The Digital Omnibus on AI was proposed on 19 November 2025, aiming to simplify the AI Act while maintaining its level of protection. It was published with another digital omnibus aimed at streamlining rules on cybersecurity and data, complemented by a Data Union Strategy to unlock high-quality data for AI and European Business Wallets.
The agreed changes include a clear implementation timeline for the rules governing high-risk AI systems. Rules for systems used in certain high-risk areas such as biometrics, critical infrastructure, education, employment, migration, asylum and border control will apply from 2 December 2027.
For systems integrated into products such as lifts or toys, the rules will apply from 2 August 2028.
The law also delays the application of watermarking obligations on AI-generated content until 2 December 2026 (instead of a delay until 2 February 2027 in the Commission proposal). Watermarking techniques allow for the detection and tracing of AI-generated content.
The European Commission says that this sequencing will help to make sure that technical standards and other support tools are in place before the rules start to apply.
The Parliament and Council also agreed to ban AI systems that create child sexual abuse material or depict the intimate parts of an identifiable person, or them engaged in sexually explicit activities, without that person’s consent. The prohibition applies to placing AI systems on the EU market with the purpose of creating such content; placing them on the EU market without reasonable safety measures to prevent such creation; and deployers using these systems for the purpose of creating such content.
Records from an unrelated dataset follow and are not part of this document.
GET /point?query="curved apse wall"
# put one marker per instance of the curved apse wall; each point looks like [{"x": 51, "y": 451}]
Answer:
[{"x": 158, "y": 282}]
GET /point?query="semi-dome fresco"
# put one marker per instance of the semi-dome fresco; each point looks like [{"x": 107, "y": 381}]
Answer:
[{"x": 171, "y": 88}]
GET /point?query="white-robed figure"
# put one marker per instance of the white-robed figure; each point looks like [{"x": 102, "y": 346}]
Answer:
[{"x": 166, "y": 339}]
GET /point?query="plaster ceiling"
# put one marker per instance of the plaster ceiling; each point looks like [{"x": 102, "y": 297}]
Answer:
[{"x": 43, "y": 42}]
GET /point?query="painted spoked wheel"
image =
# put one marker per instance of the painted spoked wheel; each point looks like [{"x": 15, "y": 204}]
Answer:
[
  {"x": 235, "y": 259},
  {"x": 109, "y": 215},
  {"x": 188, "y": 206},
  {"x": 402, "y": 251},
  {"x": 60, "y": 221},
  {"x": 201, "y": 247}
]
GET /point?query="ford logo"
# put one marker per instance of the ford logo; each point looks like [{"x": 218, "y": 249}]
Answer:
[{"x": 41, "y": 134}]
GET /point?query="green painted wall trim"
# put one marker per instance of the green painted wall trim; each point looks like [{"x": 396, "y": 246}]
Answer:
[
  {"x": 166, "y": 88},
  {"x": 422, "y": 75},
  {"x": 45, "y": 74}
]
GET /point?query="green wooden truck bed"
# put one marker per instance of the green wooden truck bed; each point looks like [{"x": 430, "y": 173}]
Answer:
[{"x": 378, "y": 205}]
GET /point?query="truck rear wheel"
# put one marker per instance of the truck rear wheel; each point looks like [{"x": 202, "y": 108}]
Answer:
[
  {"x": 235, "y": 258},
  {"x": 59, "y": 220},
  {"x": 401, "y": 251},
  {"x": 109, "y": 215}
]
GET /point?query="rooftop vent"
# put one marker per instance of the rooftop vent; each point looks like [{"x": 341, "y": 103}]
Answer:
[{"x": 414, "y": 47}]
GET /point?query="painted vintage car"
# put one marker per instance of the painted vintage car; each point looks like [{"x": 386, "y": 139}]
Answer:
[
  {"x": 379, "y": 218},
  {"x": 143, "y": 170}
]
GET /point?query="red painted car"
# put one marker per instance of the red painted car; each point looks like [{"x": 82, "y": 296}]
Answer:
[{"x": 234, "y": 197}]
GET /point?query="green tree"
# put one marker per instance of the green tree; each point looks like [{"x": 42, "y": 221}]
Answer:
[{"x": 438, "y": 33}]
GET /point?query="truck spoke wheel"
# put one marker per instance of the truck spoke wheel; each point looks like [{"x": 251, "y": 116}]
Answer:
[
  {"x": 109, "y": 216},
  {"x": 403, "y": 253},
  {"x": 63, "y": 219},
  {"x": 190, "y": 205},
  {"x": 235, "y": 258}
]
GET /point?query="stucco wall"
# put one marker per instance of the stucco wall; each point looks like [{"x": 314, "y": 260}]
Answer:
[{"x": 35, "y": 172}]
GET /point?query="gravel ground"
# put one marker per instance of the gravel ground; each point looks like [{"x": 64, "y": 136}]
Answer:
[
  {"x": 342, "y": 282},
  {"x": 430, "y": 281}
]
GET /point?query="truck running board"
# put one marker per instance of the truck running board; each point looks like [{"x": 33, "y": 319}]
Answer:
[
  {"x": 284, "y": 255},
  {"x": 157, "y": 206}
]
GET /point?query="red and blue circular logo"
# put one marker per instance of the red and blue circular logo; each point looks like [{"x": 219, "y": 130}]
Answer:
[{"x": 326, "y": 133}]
They also agreed the following changes to the AI Act:
- Removing overlapping requirements on AI for machinery products by clarifying that they only need to comply with sectoral safety rules (instead of both the AI Act and sectoral rules); with safeguards that ensure an equivalent level of health and safety;
- Narrowing down what qualifies as “safety component”, meaning that products with AI functions that only assist users or optimise performance will not automatically face high-risk obligations, if their failure or malfunction does not create health or safety risks;
- Ability to process personal data where strictly necessary to detect and correct biases, with proper safeguards, both in high-risk and non-high-risk AI systems ;
- Extending SME exemptions from certain rules to small mid-cap enterprises (SMCs), to support their growth;
- Streamlining enforcement of certain general-purpose AI systems within the EU’s AI Office.
Next steps
The European Parliament and the Council must now formally adopt the political agreement. After that, the amendments will be published in the Official Journal of the European Union and enter into force three days later. The co-legislators intend to adopt it before 2 August 2026, the start date for current rules on high-risk systems.